Grundlage für die neue Familie ist der bereits bekannte humanoide Roboter Mornine. Seit seiner Vorstellung 2024 ist die biomimetische Assistenz mit lebensechtem Silikongesicht das Aushängeschild von Cherys Robotik-Ambitionen. Ausgestattet mit einem großen Sprachmodell (LLM) interagiert Mornine natürlich mit Menschen.

Der Roboter ist bereits in über 30 Ländern im Testeinsatz, vor allem als intelligenter Verkaufsberater in Chery-Autohäusern. Ein entscheidender Schritt für den internationalen Markt ist geschafft: Mornine hat die vollständige EU-Zertifizierung für Hardware, Software und Cybersicherheit erhalten. Bis Ende 2025 lieferte AiMOGA bereits 300 humanoide Roboter und 1.000 Roboterhunde aus.

Wettbewerbsvorteil durch Automobil-Know-how

Mit dem forcierten Einstieg in die Robotik begibt sich Chery in ein hoch kompetitives Feld. Konkurrenten wie Tesla mit „Optimus“ oder Hyundai, das Boston Dynamics übernahm, verfolgen ähnliche Ziele. Doch Chery setzt auf einen Mix aus spezialisierten Robotern und der Humanoiden-Plattform.

Branchenbeobachter sehen einen klaren Vorteil für Automobilhersteller: Ihre tiefe Expertise in Serienfertigung, autonomer Fahrzeugtechnologie und globalen Lieferketten ist auf dem kapitalintensiven Robotik-Markt wertvoll.

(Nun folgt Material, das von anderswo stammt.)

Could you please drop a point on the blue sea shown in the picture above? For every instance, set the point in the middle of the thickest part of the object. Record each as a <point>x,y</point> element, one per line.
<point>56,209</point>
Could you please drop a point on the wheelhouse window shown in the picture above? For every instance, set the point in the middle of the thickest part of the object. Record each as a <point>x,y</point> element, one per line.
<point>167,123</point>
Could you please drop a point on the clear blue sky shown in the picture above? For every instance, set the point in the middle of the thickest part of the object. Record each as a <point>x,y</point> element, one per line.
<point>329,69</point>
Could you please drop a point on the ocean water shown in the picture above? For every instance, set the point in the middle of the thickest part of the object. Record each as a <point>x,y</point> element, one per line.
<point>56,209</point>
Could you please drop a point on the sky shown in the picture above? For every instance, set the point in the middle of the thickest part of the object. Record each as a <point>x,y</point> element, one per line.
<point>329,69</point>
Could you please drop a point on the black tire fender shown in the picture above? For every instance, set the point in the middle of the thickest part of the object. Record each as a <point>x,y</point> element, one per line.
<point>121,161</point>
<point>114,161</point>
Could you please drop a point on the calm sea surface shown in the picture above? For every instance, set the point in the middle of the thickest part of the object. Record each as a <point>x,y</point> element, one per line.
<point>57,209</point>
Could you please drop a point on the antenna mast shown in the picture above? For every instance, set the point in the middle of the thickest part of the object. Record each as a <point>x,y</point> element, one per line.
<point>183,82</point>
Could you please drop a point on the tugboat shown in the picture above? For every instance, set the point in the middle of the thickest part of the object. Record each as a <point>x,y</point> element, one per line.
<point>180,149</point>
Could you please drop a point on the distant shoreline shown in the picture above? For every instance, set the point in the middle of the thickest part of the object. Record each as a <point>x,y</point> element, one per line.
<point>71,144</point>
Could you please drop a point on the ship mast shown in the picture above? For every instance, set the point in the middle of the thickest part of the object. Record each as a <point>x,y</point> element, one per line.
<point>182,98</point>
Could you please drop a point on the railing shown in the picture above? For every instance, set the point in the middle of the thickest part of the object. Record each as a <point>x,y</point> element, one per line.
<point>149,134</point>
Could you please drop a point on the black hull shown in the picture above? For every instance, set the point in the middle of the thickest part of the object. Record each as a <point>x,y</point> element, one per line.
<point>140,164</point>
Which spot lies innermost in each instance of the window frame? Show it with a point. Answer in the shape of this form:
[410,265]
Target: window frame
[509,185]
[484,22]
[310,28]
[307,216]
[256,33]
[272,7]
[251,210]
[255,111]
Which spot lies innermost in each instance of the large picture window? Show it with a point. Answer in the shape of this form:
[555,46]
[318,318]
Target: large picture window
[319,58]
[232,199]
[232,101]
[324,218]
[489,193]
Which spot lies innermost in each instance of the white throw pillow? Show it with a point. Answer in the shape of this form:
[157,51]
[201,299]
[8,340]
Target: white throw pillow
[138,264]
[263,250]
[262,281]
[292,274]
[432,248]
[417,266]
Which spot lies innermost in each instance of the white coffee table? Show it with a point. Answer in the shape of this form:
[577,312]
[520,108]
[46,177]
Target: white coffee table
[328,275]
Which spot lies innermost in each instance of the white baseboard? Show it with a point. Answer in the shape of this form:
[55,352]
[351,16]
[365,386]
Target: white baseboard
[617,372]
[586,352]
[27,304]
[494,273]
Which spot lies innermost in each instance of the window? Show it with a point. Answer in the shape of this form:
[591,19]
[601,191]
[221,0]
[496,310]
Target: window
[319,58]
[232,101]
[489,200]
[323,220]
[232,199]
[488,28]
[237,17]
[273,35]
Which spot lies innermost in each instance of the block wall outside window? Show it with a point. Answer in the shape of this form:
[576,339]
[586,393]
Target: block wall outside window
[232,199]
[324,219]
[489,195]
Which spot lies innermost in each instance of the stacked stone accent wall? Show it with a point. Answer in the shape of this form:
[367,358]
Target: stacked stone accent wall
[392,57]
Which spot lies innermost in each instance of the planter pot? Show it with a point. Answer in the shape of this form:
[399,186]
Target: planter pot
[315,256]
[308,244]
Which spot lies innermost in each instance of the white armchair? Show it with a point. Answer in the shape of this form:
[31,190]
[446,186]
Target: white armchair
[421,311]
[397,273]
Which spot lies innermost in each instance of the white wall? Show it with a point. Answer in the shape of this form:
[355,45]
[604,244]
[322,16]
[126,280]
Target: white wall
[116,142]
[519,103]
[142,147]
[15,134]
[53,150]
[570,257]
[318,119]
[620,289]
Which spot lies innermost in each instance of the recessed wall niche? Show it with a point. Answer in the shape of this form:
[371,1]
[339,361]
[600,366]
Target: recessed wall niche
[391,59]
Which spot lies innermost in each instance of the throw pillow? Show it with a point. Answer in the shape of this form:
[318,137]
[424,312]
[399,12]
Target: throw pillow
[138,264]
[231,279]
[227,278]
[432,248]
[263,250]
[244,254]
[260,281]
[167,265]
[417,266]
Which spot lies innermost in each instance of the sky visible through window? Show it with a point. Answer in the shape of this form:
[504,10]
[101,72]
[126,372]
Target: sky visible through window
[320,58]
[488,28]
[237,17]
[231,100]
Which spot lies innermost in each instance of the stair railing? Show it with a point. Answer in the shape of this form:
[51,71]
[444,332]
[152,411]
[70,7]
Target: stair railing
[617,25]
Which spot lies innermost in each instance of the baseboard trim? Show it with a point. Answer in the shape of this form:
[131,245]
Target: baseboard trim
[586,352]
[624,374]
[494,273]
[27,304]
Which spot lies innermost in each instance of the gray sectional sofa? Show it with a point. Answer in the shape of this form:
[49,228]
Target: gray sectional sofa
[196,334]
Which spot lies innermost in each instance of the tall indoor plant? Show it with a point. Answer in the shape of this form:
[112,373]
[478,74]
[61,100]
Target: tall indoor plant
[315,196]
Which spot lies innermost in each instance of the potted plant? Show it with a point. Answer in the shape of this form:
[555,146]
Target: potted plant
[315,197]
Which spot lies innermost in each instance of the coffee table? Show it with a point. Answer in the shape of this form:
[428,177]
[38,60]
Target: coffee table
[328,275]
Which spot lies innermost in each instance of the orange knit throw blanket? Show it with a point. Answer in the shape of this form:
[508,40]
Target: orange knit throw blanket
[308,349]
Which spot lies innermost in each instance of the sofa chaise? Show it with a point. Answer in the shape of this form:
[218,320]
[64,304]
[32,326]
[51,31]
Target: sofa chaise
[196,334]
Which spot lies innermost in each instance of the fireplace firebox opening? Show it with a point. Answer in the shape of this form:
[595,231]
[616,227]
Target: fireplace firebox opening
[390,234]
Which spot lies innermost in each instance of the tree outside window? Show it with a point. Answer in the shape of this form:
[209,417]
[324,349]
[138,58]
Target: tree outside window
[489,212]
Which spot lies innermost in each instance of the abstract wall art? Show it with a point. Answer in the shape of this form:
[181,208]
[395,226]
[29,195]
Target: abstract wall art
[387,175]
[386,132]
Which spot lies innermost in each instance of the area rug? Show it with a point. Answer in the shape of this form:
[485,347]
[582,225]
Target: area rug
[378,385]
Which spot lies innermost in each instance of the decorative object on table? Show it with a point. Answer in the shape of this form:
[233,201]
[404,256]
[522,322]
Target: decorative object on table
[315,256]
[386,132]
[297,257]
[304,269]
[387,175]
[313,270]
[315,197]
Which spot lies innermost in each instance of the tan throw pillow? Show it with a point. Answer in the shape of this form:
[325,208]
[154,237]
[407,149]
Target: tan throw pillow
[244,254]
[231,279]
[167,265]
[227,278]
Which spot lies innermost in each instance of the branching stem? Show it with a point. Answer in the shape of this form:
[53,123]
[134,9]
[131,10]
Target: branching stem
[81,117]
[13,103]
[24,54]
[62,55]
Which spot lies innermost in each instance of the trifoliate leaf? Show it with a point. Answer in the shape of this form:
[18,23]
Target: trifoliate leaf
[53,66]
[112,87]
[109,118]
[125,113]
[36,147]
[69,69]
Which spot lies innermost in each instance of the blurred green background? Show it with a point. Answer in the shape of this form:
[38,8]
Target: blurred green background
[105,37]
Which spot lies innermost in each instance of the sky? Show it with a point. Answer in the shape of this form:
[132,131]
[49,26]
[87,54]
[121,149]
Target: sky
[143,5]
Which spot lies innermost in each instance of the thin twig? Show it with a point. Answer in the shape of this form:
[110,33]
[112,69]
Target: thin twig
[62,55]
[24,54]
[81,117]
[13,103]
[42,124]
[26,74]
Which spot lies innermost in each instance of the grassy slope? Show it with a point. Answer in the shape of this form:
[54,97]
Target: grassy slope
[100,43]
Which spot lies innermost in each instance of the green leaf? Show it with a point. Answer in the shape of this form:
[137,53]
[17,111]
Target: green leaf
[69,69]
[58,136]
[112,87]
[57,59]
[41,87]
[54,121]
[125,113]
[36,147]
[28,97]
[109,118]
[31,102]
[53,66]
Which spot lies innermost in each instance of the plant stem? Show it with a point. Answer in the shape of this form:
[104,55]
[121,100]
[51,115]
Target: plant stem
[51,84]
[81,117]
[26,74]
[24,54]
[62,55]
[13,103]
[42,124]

Chery überträgt automobiltaugliche Standards für Hardware und Systemintegration auf seine Roboter. Das Ziel ist ein schnellerer Weg vom Prototypen zum serienreifen, skalierbaren Produkt. Das Unternehmen hält das Zukunftspotenzial des Humanoiden-Marktes sogar für größer als das des Automobilmarktes.

Die Vision: Ein vernetztes Ökosystem

Die langfristige Strategie geht über einzelne Roboter hinaus. Chery plant ein integriertes Ökosystem, in dem Roboter und Fahrzeuge kommunizieren und zusammenarbeiten. Die Vision reicht von der intelligenten Fabrik über den Smart Home-Bereich bis zu öffentlichen Dienstleistungen. Die neu vorgestellten Modelle für Polizei und Pflege sind erste konkrete Bausteine dieser umfassenden Strategie.

Mit der AiMOGA Robot Family macht Chery deutlich, dass seine Zukunft nicht nur auf der Straße, sondern im gesamten Alltag der Menschen liegen soll. Der Schlüssel zum Erfolg der nächsten Automatisierungsgeneration könnten genau jene Prinzipien sein, die die moderne Autoindustrie definieren: Massenfertigung, intelligente Systeme und nutzerzentriertes Design. Die Frage ist nun, ob Chery die futuristische Vision auch in großem Maßstab in die Realität umsetzen kann.